Friday, October 9, 2009

Reunion in Exile

Posted By on Fri, Oct 9, 2009 at 10:37 AM

Duke Ernsberger, the man of a thousand teeth, was onstage last weekend – cutting up in a costume designed by Bob Croghan. Fred Story was supplying sound, Ron Chisholm was choreographing, and Charlotte’s prince of gels, Eric Winkenwerder, was on board as lighting designer. Bringing them all together was yet another local luminary, director Steve Umberger, founder of Charlotte Rep.

So was this a special Rep reunion? Nope, but NC Shakespeare Festival’s production of A Midsummer Night’s Dream was the closest thing to a locally produced Actor’s Equity theater event we’ve had in Charlotte this year.

Karl Baumann as Puck in NCSF production of A Midsummer Night's Dream; Photo by Tom Terrell
  • Karl Baumann as Puck in NCSF production of A Midsummer Night's Dream; Photo by Tom Terrell

It was also the latest incarnation of the Dream concept birthed at Theatre Charlotte in March 2003 and lovingly transported to High Point for an NCSF production that same September. All of those Umberger Dream's– and one or two in between – have featured the same lynchpin, Cirque du Soleil performer Karl Baumann and the acrobatic dimension he brings to Puck.

As his physical capabilities evolve – and he becomes more comfortable with the language – Baumann’s portrayal of Robin Goodfellow continues to be an amazing work-in-progress. At the same time, Umberger has become fluent in Cirqueish and evolved his own concept. There was far more aerial activity in fairyland than ever before, using fabrics suspended from the fly loft and a fortified proscenium; more reliance on trapdoors and mechanical lifts to initiate magical entrances; and a new infatuation with silhouettes – utilizing an outsized full moon a la E.T.

David Foubert as Bottom and Kim Ostrenko as Titania in NCSF's A Midsummer Night's Dream;  Photo by Tom Terrell
  • David Foubert as Bottom and Kim Ostrenko as Titania in NCSF's A Midsummer Night's Dream; Photo by Tom Terrell

In what seemed like a last-gasp season (Midsummer was the only show in this year’s “festival”), the latest Dream sparked some dream attendance, igniting new hope for the future. Near-term plans include establishing an outpost at the Sawtooth Center in Winston-Salem and running a season of four plays in 2010, including non-Shakespearean repertoire. Long-term, there are hopes of making Charlotte the third leg in the Festival’s Tarheel presence.

With all those fine local talents involved, the quality is certainly there. Loyalty to Umberger certainly helped bring all those familiar names to High Point, but the three-time CL Theaterperson of Year’s reputation extends far beyond the state line. Last fall’s NCSF production of King Lear, which starred Rep stalwart Graham Smith, will be remounted next March – in Philadelphia at People’s Light & Theatre, with Smith once again in the title role.

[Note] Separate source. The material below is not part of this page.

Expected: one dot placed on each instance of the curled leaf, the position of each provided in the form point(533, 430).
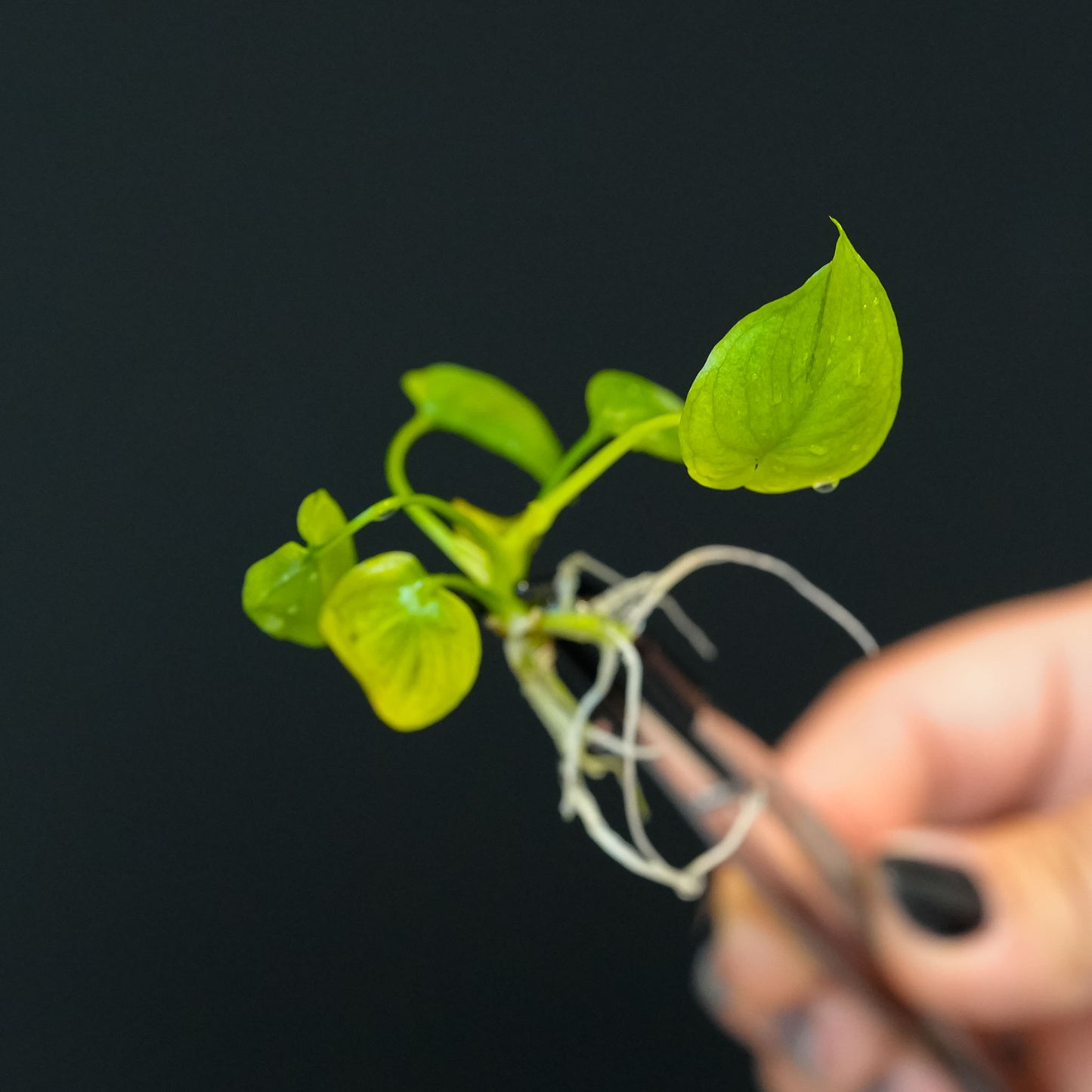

Of course, somebody at People’s Light had to trouble to travel to High Point to see that production of Lear. We don’t have that level of interest in homegrown professional theater here in Charlotte. With its straitened budget, the Charlotte Observer has basically discontinued cultural coverage beyond a 40-mile radius. If you were interested in the North Carolina Shakespeare Festival – or the National Black Theatre Festival up in Winston – you needed to look elsewhere.

Nor are Charlotte’s producers, promoters, civic leaders, or bankers interested enough – or in some instances, contrite enough – to make regional professional theater happen here again. On the eve of yet another gorgeous theater opening in our Uptown, there won’t be a resident professional theater company inside. You’d think that the communications company that gave its name and dollars to the Knight Theatre would be keen on pointing out that irony.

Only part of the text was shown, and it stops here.